Heeft iemand een idee van wat er in de volgende zin precies met "gebruiksvoorziening" wordt bedoeld ? En als jullie nog een suggestie hebben voor een vertaling naar het Frans, dan is die suggestie zeker welkom. 

Dat is de zin :
Met Audi connect focussen we ons onder andere op intuïtieve bediening met een maximale *gebruiksvoorziening *als gevolg. 

Alvast bedankt !


----------



## ThomasK

Gebruiksgemak? Gebruiksaanwijzing? --- Nooit gelezen...


----------



## petoe

Ik denk hier ook aan het gebruiksgemak: misschien convivialité in de context van computers, elektronica en dergelijke.


----------



## ThomasK

Inderdaad, maar convivialité lijkt mij eerder gezelligheid, samenzijn.

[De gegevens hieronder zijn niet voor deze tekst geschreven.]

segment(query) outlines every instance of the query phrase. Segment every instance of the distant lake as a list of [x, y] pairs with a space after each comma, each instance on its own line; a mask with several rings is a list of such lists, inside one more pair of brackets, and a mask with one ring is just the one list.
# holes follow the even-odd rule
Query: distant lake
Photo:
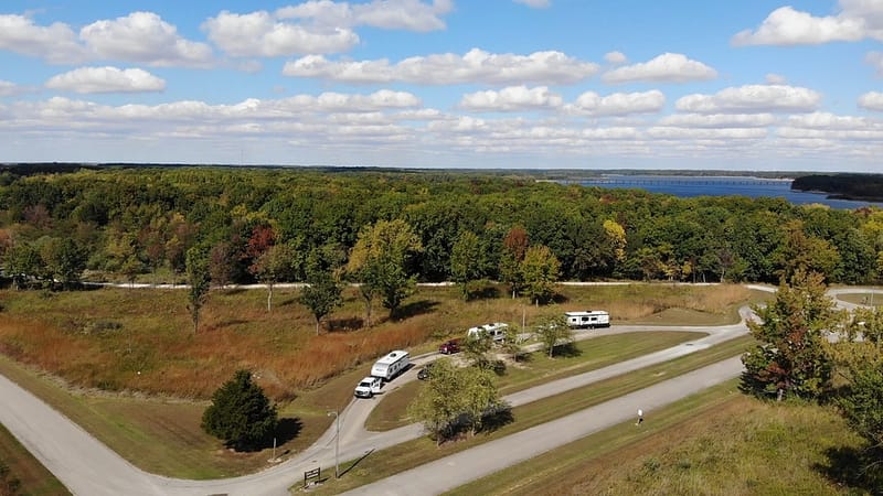
[[791, 180], [749, 176], [691, 176], [691, 175], [603, 175], [578, 181], [584, 186], [645, 190], [689, 198], [693, 196], [768, 196], [785, 198], [795, 205], [818, 203], [831, 208], [859, 208], [868, 205], [883, 207], [880, 202], [828, 200], [825, 193], [791, 191]]

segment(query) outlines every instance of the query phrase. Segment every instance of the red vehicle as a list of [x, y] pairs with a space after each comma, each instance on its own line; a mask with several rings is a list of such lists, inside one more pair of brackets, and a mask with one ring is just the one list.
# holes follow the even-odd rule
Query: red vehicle
[[442, 346], [438, 347], [438, 353], [450, 355], [454, 353], [459, 353], [460, 351], [460, 339], [450, 339], [442, 343]]

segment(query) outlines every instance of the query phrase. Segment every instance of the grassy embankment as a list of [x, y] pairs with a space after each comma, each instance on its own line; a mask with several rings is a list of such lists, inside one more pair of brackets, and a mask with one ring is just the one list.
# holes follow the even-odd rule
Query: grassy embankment
[[343, 408], [370, 360], [391, 348], [429, 351], [476, 323], [520, 322], [522, 312], [530, 323], [604, 308], [623, 323], [687, 309], [698, 324], [730, 323], [738, 305], [763, 298], [740, 287], [670, 284], [562, 288], [562, 295], [566, 303], [538, 309], [504, 298], [464, 303], [454, 288], [422, 288], [401, 321], [345, 330], [362, 315], [350, 292], [332, 315], [334, 331], [316, 336], [296, 290], [277, 289], [270, 313], [264, 291], [214, 291], [195, 335], [181, 290], [7, 291], [0, 348], [30, 367], [3, 359], [0, 369], [145, 470], [219, 477], [254, 471], [269, 457], [266, 450], [231, 453], [199, 429], [203, 398], [236, 368], [254, 370], [279, 401], [279, 452], [292, 453], [328, 428], [327, 409]]
[[752, 343], [742, 336], [715, 347], [700, 351], [671, 362], [657, 364], [623, 376], [572, 389], [512, 409], [514, 422], [476, 436], [465, 436], [436, 448], [435, 441], [424, 436], [393, 448], [371, 453], [364, 460], [341, 463], [345, 477], [329, 479], [311, 494], [332, 495], [397, 474], [408, 468], [458, 453], [477, 444], [499, 439], [534, 425], [558, 419], [570, 413], [603, 403], [610, 399], [664, 381], [690, 370], [715, 364], [745, 352]]
[[883, 306], [883, 294], [880, 293], [862, 293], [862, 292], [842, 293], [838, 294], [837, 299], [857, 305]]
[[731, 381], [464, 485], [451, 495], [869, 494], [829, 478], [862, 442], [831, 408]]
[[0, 494], [13, 481], [18, 488], [13, 494], [31, 496], [58, 496], [71, 494], [19, 441], [0, 425], [0, 465], [9, 473], [0, 476]]

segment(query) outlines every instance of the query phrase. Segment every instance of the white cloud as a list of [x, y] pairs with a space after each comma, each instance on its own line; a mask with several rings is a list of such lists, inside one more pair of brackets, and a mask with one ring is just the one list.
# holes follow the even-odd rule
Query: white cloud
[[437, 31], [445, 29], [439, 15], [454, 9], [450, 0], [434, 0], [423, 3], [418, 0], [374, 0], [368, 4], [353, 6], [359, 24], [386, 30]]
[[760, 25], [732, 39], [734, 45], [816, 45], [830, 42], [855, 42], [872, 37], [883, 40], [883, 2], [880, 0], [840, 0], [837, 15], [815, 17], [781, 7]]
[[772, 114], [675, 114], [659, 121], [681, 128], [764, 128], [776, 123]]
[[0, 15], [0, 50], [43, 58], [52, 64], [78, 63], [87, 58], [76, 33], [64, 23], [34, 24], [24, 15]]
[[442, 15], [453, 9], [454, 3], [449, 0], [435, 0], [430, 3], [418, 0], [373, 0], [357, 4], [311, 0], [284, 7], [276, 11], [276, 17], [306, 20], [318, 26], [369, 25], [386, 30], [427, 32], [445, 29]]
[[586, 91], [567, 106], [567, 110], [591, 116], [626, 116], [658, 112], [664, 106], [666, 96], [658, 89], [642, 93], [614, 93], [607, 96]]
[[515, 3], [528, 6], [531, 9], [546, 9], [552, 6], [552, 0], [513, 0]]
[[23, 15], [0, 15], [0, 50], [35, 56], [52, 64], [117, 60], [152, 66], [208, 67], [212, 48], [181, 37], [151, 12], [100, 20], [79, 30], [64, 23], [40, 26]]
[[625, 64], [628, 62], [626, 54], [623, 52], [607, 52], [604, 54], [604, 60], [615, 65]]
[[51, 77], [45, 86], [74, 93], [140, 93], [162, 91], [166, 82], [139, 69], [117, 67], [81, 67]]
[[869, 91], [859, 97], [859, 107], [883, 112], [883, 93]]
[[181, 37], [177, 28], [152, 12], [96, 21], [79, 30], [79, 37], [105, 60], [191, 67], [208, 66], [213, 61], [209, 45]]
[[334, 62], [320, 55], [309, 55], [286, 63], [283, 74], [355, 84], [405, 82], [424, 85], [562, 85], [583, 80], [597, 71], [596, 64], [575, 60], [561, 52], [515, 55], [492, 54], [472, 48], [464, 55], [445, 53], [415, 56], [396, 64], [390, 64], [384, 58]]
[[472, 111], [517, 111], [560, 107], [562, 99], [546, 86], [510, 86], [464, 95], [460, 107]]
[[751, 114], [815, 110], [821, 95], [808, 88], [784, 85], [746, 85], [714, 95], [693, 94], [680, 98], [678, 110], [698, 114]]
[[619, 67], [603, 76], [607, 83], [685, 83], [715, 77], [716, 71], [680, 53], [663, 53], [649, 62]]
[[760, 140], [766, 138], [765, 128], [678, 128], [658, 126], [647, 130], [647, 134], [668, 140]]
[[0, 79], [0, 97], [18, 95], [20, 93], [23, 93], [23, 88], [14, 83]]
[[768, 85], [784, 85], [785, 83], [788, 82], [788, 79], [785, 76], [783, 76], [780, 74], [773, 74], [773, 73], [767, 74], [764, 77], [764, 80]]
[[278, 22], [266, 11], [248, 14], [223, 11], [202, 26], [213, 43], [236, 57], [338, 53], [359, 43], [359, 36], [349, 29]]
[[790, 116], [788, 126], [811, 129], [880, 129], [881, 125], [863, 117], [837, 116], [830, 112], [812, 112], [802, 116]]

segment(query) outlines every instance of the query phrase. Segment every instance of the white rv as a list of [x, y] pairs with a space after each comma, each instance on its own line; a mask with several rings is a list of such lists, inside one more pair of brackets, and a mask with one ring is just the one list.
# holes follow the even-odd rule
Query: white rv
[[603, 310], [586, 310], [584, 312], [564, 312], [567, 325], [573, 328], [609, 327], [610, 314]]
[[494, 322], [493, 324], [479, 325], [478, 327], [469, 327], [466, 331], [466, 338], [474, 339], [480, 336], [488, 336], [493, 343], [501, 343], [506, 341], [506, 330], [509, 324], [502, 322]]
[[371, 398], [372, 396], [380, 392], [380, 389], [383, 387], [383, 379], [380, 377], [371, 377], [368, 376], [364, 379], [359, 381], [359, 386], [355, 387], [355, 397], [357, 398]]
[[374, 363], [374, 366], [371, 367], [371, 375], [389, 382], [395, 376], [405, 371], [409, 363], [407, 352], [396, 349]]

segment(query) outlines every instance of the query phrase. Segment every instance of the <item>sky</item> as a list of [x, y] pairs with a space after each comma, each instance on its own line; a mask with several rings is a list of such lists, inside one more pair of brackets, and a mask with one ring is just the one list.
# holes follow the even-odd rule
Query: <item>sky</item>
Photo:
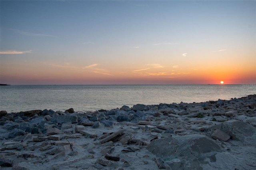
[[0, 83], [256, 83], [256, 1], [0, 1]]

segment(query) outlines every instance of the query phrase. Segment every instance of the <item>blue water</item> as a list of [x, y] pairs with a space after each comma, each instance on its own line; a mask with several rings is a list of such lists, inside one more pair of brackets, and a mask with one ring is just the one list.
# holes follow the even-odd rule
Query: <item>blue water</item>
[[255, 84], [15, 85], [0, 87], [0, 110], [110, 110], [126, 105], [229, 100], [256, 94]]

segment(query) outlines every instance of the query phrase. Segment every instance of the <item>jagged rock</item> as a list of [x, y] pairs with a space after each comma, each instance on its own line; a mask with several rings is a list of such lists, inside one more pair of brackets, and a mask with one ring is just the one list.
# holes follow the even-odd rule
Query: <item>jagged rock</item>
[[132, 110], [135, 111], [147, 111], [148, 110], [148, 109], [146, 105], [142, 105], [141, 104], [137, 104], [136, 105], [134, 105], [132, 107]]
[[17, 136], [24, 135], [24, 134], [25, 134], [25, 132], [24, 130], [17, 128], [14, 128], [10, 132], [8, 137], [13, 138]]
[[40, 115], [42, 114], [42, 111], [41, 110], [33, 110], [32, 111], [26, 111], [23, 113], [24, 116], [28, 116], [31, 117], [35, 115]]
[[0, 166], [1, 166], [12, 167], [12, 160], [10, 159], [6, 159], [4, 158], [0, 158]]
[[114, 122], [113, 121], [108, 121], [107, 120], [101, 121], [100, 122], [106, 127], [109, 127], [113, 126], [114, 123]]
[[230, 136], [225, 132], [220, 130], [217, 129], [211, 135], [211, 136], [215, 139], [220, 140], [226, 141], [230, 138]]
[[131, 109], [125, 105], [124, 105], [122, 107], [120, 110], [125, 111], [128, 111], [131, 110]]
[[228, 111], [225, 113], [225, 115], [228, 116], [229, 117], [234, 117], [237, 115], [237, 111]]
[[57, 117], [57, 123], [77, 123], [77, 116], [73, 115], [66, 115]]
[[74, 109], [73, 108], [70, 108], [69, 109], [66, 110], [65, 111], [65, 112], [68, 112], [70, 113], [74, 113], [75, 111], [74, 111]]
[[[194, 134], [156, 139], [151, 142], [147, 149], [159, 158], [168, 158], [170, 162], [177, 158], [182, 160], [182, 162], [178, 164], [180, 169], [186, 169], [188, 166], [190, 169], [202, 169], [200, 164], [206, 163], [206, 158], [211, 162], [216, 162], [215, 155], [222, 152], [220, 148], [206, 136]], [[169, 165], [172, 169], [176, 169], [177, 165], [175, 162]]]
[[7, 112], [6, 111], [0, 111], [0, 118], [2, 118], [3, 116], [5, 116], [7, 115]]

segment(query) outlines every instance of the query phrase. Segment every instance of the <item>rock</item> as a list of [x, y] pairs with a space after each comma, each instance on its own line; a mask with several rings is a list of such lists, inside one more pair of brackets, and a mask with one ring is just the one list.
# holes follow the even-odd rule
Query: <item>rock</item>
[[100, 121], [106, 127], [110, 127], [113, 126], [114, 122], [113, 121], [108, 121], [107, 120], [103, 120]]
[[[200, 164], [208, 163], [205, 161], [207, 159], [216, 162], [215, 155], [222, 152], [220, 147], [214, 141], [199, 134], [156, 139], [147, 149], [159, 158], [172, 161], [174, 163], [169, 165], [172, 169], [177, 169], [178, 166], [179, 169], [190, 167], [190, 169], [202, 170]], [[182, 162], [175, 163], [174, 160], [177, 158], [182, 160]]]
[[215, 139], [218, 139], [220, 140], [226, 141], [228, 140], [230, 136], [225, 132], [220, 130], [217, 129], [211, 135], [211, 136]]
[[6, 111], [0, 111], [0, 119], [2, 118], [3, 116], [5, 116], [7, 115], [7, 112]]
[[111, 140], [120, 134], [124, 131], [124, 129], [120, 130], [117, 132], [114, 132], [109, 136], [107, 136], [106, 138], [101, 140], [100, 142], [102, 143], [106, 143], [110, 140]]
[[114, 160], [114, 161], [119, 161], [120, 160], [120, 158], [111, 156], [108, 153], [105, 155], [105, 158], [108, 160]]
[[57, 123], [77, 123], [77, 116], [72, 115], [60, 116], [57, 117]]
[[74, 111], [74, 109], [73, 108], [70, 108], [69, 109], [66, 110], [65, 111], [65, 112], [68, 112], [70, 113], [75, 113], [75, 111]]
[[228, 116], [229, 117], [233, 117], [237, 115], [237, 111], [228, 111], [225, 113], [225, 115]]
[[104, 166], [109, 166], [113, 165], [114, 163], [109, 160], [106, 160], [103, 158], [99, 158], [97, 160], [97, 163]]
[[142, 105], [141, 104], [137, 104], [136, 105], [134, 105], [132, 107], [132, 110], [135, 111], [147, 111], [148, 110], [148, 109], [146, 105]]
[[13, 138], [17, 136], [24, 135], [25, 134], [25, 132], [24, 130], [17, 128], [14, 128], [10, 132], [8, 137]]
[[0, 158], [0, 166], [6, 166], [8, 167], [12, 167], [12, 160], [6, 159], [4, 158]]
[[125, 111], [130, 111], [131, 110], [131, 109], [130, 108], [130, 107], [125, 105], [122, 106], [120, 109]]
[[28, 116], [31, 117], [35, 115], [38, 115], [38, 116], [42, 114], [42, 112], [41, 110], [33, 110], [30, 111], [26, 111], [24, 112], [24, 116]]

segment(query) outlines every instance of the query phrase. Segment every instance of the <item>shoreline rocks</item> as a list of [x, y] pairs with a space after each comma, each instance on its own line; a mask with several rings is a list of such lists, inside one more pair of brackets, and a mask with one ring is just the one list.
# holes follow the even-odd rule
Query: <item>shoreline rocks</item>
[[73, 108], [2, 111], [0, 118], [1, 168], [250, 170], [256, 166], [256, 95], [86, 113]]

Of ... ? Compatibiliteit?


----------



## jacquesvd

Translator55 said:


> Heeft iemand een idee van wat er in de volgende zin precies met "gebruiksvoorziening" wordt bedoeld ? En als jullie nog een suggestie hebben voor een vertaling naar het Frans, dan is die suggestie zeker welkom.
> 
> Dat is de zin :
> Met Audi connect focussen we ons onder andere op intuïtieve bediening met een maximale *gebruiksvoorziening *als gevolg.
> 
> Alvast bedankt !



Ik denk dat 'gebruiksvriendelijk' bedoeld is.


----------



## NewtonCircus

Dag Translator55



Translator55 said:


> Met Audi connect focussen we ons onder andere op intuïtieve bediening met een maximale *gebruiksvoorziening *als gevolg.


Ik heb de indruk dat deze zin reeds een (foutieve) vertaling is.

Groetjes Herman.


----------



## ThomasK

Inderdaad, of een computervertaling...


----------